Maalox is a mum’s best friend

Maalox is a mum’s best friend

Succede più o meno così:

Non hai figli e la gente ti chiede: “Ma quando hai intenzione di iniziare a figliare?”

Ne fai uno e la stessa gente cambia domanda e si lancia in un più invadente: “Allora cosa aspettate a fare il secondo?”

Poi in attesa del secondo sempre quella gente, che prima cercava di convincerti che dare un fratello o una sorella al primogenito fosse un regalo immenso, ritratta in maniera meschina.

L’immenso regalo diventa improvvisamente un: “Ahhhh vedrai come sarai stanca con due!”

Ma come? Scusate dove sono finite tutte le teorie che vedevano il figlio unico come un poverino? E quelle sul fratello come sostegno per la vita? Non dite più nemmeno che dove si mangia in tre si mangia in quattro?  Come mai tutti quei volti dolci e sognanti si sono trasformati in: “Ah vedrai come sarà geloso il fratello, tenterà di strozzarlo non appena ti girerai a mescolare il sugo” oppure “Non avrete più una vita ma che importa è bello così in fondo”.

Bello un cazzo!

Cosa siete una setta? Da dove venite? Cosa andate cercando? Perché passate il tempo a dirci quanto sia bello avere due figli per poi cambiare versione non appena sul nostro test appaiono le due lineette?

Ché già dover accettare che la seconda gravidanza non è come la prima è difficile: non sono mesi di gesti gentili, riposo e casse con la priorità. Nessuno ti tiene la porta aperta, in fila al supermercato arriva quello che ha solo pane e prosciutto e ti chiede di farlo passare. Tanto tu hai da aspettare (chorus: ahahah). Dal dottore, la solita dozzina di vecchietti, arrivati sei ore prima dell’orario di visita manco fosse l’apertura cancelli di un concerto di Vasco a San Siro, appena ti vede spuntare sulla soglia della porta alza gli occhi al cielo con la tipica faccia da ecco è arrivata la gravida che magari vuol pure passare avanti.

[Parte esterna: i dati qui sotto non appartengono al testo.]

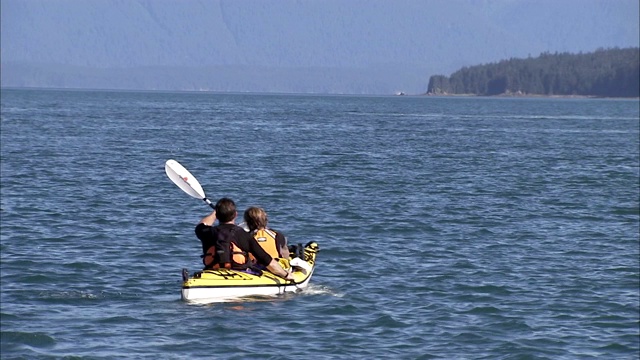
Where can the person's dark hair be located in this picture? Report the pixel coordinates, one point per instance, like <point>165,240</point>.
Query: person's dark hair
<point>225,210</point>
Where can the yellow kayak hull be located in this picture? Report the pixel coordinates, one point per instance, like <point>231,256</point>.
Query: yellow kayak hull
<point>208,286</point>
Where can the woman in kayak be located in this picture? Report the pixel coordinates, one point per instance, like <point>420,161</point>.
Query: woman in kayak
<point>272,241</point>
<point>227,245</point>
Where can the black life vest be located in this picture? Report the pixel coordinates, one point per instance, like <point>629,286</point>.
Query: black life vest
<point>226,253</point>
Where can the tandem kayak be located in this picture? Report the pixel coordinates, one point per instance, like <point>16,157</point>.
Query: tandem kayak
<point>221,285</point>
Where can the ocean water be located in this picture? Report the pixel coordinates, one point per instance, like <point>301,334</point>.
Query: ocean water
<point>450,228</point>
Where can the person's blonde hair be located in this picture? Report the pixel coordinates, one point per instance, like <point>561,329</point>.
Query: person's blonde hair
<point>255,218</point>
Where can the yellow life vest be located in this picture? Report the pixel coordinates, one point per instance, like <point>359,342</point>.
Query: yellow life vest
<point>267,239</point>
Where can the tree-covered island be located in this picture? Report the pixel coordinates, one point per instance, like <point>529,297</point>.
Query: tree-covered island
<point>603,73</point>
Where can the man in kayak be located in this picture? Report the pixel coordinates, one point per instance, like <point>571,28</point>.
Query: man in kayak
<point>227,245</point>
<point>272,241</point>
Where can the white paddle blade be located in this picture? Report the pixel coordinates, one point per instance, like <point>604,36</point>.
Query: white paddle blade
<point>183,178</point>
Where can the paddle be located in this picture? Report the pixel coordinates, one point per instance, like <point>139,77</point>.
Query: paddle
<point>185,181</point>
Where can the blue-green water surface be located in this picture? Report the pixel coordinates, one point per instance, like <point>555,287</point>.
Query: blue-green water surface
<point>450,228</point>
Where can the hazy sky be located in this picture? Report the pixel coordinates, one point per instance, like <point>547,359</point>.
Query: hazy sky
<point>356,45</point>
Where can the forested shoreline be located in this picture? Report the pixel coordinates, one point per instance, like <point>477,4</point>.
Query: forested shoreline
<point>603,73</point>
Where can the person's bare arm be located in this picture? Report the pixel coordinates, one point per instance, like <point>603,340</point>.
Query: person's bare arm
<point>209,219</point>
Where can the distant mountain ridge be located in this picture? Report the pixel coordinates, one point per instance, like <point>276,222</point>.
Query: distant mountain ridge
<point>334,46</point>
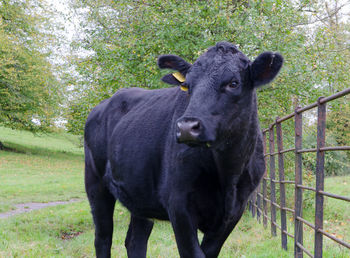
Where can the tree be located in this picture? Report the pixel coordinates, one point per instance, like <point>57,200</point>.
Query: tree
<point>127,36</point>
<point>28,88</point>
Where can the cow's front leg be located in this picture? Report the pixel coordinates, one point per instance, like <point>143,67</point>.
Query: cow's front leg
<point>185,229</point>
<point>213,241</point>
<point>137,237</point>
<point>235,204</point>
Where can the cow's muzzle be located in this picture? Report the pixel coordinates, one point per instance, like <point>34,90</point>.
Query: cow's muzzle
<point>188,130</point>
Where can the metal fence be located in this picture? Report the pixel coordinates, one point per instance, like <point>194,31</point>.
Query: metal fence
<point>259,200</point>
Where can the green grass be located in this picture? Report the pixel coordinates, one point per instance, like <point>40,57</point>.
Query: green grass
<point>39,169</point>
<point>50,168</point>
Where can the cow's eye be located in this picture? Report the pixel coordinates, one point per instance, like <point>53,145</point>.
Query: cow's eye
<point>233,85</point>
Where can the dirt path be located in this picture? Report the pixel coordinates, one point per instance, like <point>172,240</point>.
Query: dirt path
<point>30,206</point>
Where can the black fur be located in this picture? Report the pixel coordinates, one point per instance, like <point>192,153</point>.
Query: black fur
<point>132,154</point>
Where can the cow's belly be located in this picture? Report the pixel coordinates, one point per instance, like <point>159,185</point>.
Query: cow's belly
<point>136,170</point>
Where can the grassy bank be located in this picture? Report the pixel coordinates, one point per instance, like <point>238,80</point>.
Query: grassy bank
<point>50,168</point>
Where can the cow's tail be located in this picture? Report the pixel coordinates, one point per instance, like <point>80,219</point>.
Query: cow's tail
<point>110,183</point>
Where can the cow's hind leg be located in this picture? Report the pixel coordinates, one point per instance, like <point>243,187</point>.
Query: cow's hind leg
<point>102,207</point>
<point>137,237</point>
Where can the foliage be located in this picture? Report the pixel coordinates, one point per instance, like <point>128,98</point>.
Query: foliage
<point>336,162</point>
<point>28,89</point>
<point>127,36</point>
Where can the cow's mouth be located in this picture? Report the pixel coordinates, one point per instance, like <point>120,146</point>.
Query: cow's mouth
<point>196,143</point>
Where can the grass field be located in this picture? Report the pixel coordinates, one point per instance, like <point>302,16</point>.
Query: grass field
<point>50,168</point>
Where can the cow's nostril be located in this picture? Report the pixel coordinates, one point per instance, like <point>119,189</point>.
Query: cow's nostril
<point>196,125</point>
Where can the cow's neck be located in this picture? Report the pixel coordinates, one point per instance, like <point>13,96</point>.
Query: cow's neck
<point>233,153</point>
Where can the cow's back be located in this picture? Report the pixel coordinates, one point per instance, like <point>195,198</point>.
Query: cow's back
<point>131,131</point>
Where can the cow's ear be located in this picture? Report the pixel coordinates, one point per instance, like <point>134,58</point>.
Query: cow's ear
<point>170,79</point>
<point>173,62</point>
<point>265,68</point>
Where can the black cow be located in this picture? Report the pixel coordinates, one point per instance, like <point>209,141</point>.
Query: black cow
<point>191,154</point>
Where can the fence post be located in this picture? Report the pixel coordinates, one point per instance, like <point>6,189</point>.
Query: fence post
<point>282,186</point>
<point>264,184</point>
<point>253,200</point>
<point>258,203</point>
<point>321,135</point>
<point>298,204</point>
<point>272,178</point>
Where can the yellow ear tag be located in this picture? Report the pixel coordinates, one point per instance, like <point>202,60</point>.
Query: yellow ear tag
<point>183,88</point>
<point>179,77</point>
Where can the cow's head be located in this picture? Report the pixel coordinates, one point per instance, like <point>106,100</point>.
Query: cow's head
<point>220,86</point>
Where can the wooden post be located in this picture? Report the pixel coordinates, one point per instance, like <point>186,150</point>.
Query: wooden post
<point>298,204</point>
<point>264,186</point>
<point>272,178</point>
<point>282,186</point>
<point>321,135</point>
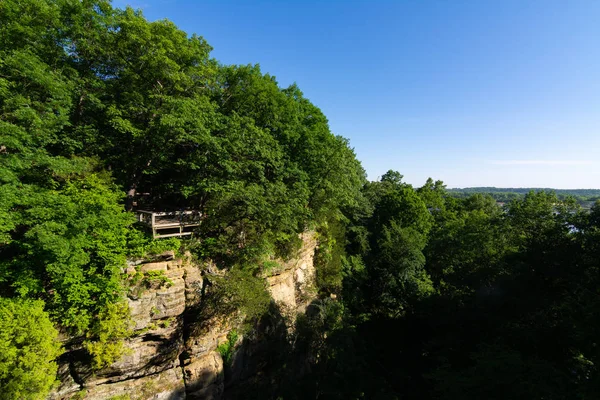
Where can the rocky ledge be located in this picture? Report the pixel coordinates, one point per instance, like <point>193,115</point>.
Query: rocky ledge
<point>166,359</point>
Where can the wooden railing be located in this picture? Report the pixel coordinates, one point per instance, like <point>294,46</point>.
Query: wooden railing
<point>170,224</point>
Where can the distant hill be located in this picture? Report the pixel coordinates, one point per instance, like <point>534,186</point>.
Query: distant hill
<point>491,189</point>
<point>585,197</point>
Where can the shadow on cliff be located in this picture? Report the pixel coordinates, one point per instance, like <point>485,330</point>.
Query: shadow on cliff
<point>273,360</point>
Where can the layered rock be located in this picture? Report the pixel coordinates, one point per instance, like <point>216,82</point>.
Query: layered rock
<point>168,358</point>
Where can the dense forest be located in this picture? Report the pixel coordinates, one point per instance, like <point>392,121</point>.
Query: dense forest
<point>422,294</point>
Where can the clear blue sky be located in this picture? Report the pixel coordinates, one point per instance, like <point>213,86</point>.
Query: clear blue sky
<point>475,93</point>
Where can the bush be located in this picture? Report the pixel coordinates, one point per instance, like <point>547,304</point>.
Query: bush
<point>28,348</point>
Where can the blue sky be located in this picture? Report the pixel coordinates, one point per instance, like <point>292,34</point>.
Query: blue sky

Se poi aggiungiamo l’instabilità ormonale associata ai vostri presagi sinistri sul nostro imminente futuro come possiamo dormire sonni tranquilli.

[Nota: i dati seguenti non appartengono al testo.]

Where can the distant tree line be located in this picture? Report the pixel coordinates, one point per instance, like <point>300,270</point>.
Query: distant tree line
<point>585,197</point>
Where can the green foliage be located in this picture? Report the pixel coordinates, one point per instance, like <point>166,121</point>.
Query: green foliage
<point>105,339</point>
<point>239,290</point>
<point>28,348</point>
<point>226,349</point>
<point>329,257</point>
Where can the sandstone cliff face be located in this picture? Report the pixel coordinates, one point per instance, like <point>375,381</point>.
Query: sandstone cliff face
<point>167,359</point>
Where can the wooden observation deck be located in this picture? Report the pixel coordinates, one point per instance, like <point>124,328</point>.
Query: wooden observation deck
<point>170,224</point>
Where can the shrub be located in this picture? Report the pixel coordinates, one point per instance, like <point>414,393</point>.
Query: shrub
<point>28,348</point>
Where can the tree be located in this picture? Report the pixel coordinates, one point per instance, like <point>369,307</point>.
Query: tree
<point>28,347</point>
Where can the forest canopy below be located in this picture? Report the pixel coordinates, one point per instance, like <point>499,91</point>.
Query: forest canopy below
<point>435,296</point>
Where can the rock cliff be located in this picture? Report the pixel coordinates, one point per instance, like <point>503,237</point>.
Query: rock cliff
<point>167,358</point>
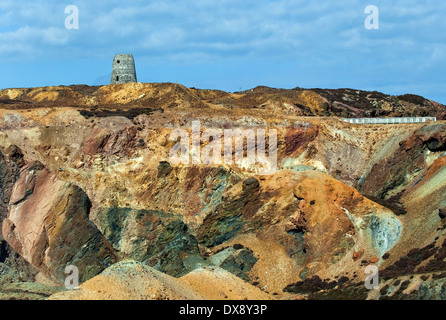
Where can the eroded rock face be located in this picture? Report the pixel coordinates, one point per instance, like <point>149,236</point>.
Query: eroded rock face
<point>92,183</point>
<point>159,239</point>
<point>48,225</point>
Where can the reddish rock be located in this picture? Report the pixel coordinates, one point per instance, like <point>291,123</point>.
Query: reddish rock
<point>48,225</point>
<point>374,260</point>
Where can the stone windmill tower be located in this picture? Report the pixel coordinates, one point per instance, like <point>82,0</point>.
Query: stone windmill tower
<point>123,70</point>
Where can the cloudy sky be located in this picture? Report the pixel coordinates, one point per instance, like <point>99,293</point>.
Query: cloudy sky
<point>229,44</point>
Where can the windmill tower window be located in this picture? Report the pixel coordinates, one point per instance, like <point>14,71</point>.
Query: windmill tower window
<point>123,69</point>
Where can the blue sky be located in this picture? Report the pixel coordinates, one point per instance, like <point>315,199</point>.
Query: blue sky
<point>228,44</point>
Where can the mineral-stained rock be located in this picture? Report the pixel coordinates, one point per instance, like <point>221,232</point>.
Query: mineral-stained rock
<point>339,189</point>
<point>161,240</point>
<point>27,291</point>
<point>130,280</point>
<point>48,225</point>
<point>237,261</point>
<point>13,267</point>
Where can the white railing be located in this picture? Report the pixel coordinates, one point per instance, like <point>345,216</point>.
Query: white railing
<point>389,120</point>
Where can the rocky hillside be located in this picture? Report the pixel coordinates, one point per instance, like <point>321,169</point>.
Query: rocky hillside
<point>86,180</point>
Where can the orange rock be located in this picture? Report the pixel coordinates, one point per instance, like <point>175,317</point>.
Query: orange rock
<point>357,255</point>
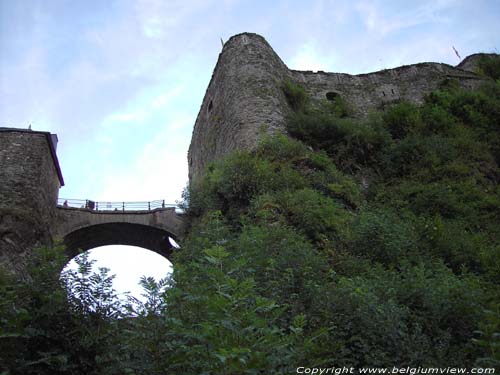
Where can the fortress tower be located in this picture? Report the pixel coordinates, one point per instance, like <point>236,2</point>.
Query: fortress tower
<point>30,178</point>
<point>245,95</point>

Così succede che la sera quando si scende dalla giostra, spente le luci colorate, il silenzio si porti via l’odore di zucchero filato e lasci spazio all’eco dei pensieri. Pensieri che si appiccicano al cervello proprio come fa quello zucchero sull’otturazione del premolare e la gioia è solo del dentista.

Infatti dormiamo poco. E anche male sul finire della gestazione. Dormiamo sedute per quel bruciore di stomaco che tentiamo di sedare a sorsate di Maalox, di quelle che ci fanno assomigliare tanto agli alcolisti di Brooklyn. Quelli col carrello della spesa con dentro la loro vita e un sacco di minchiate. Le notti sono fatte di pensieri e mal di schiena, di pipì e incubi. Di primogeniti diventati ormai giganti che come elefanti si muovono sui corpi inermi dei due genitori in piena fase rem.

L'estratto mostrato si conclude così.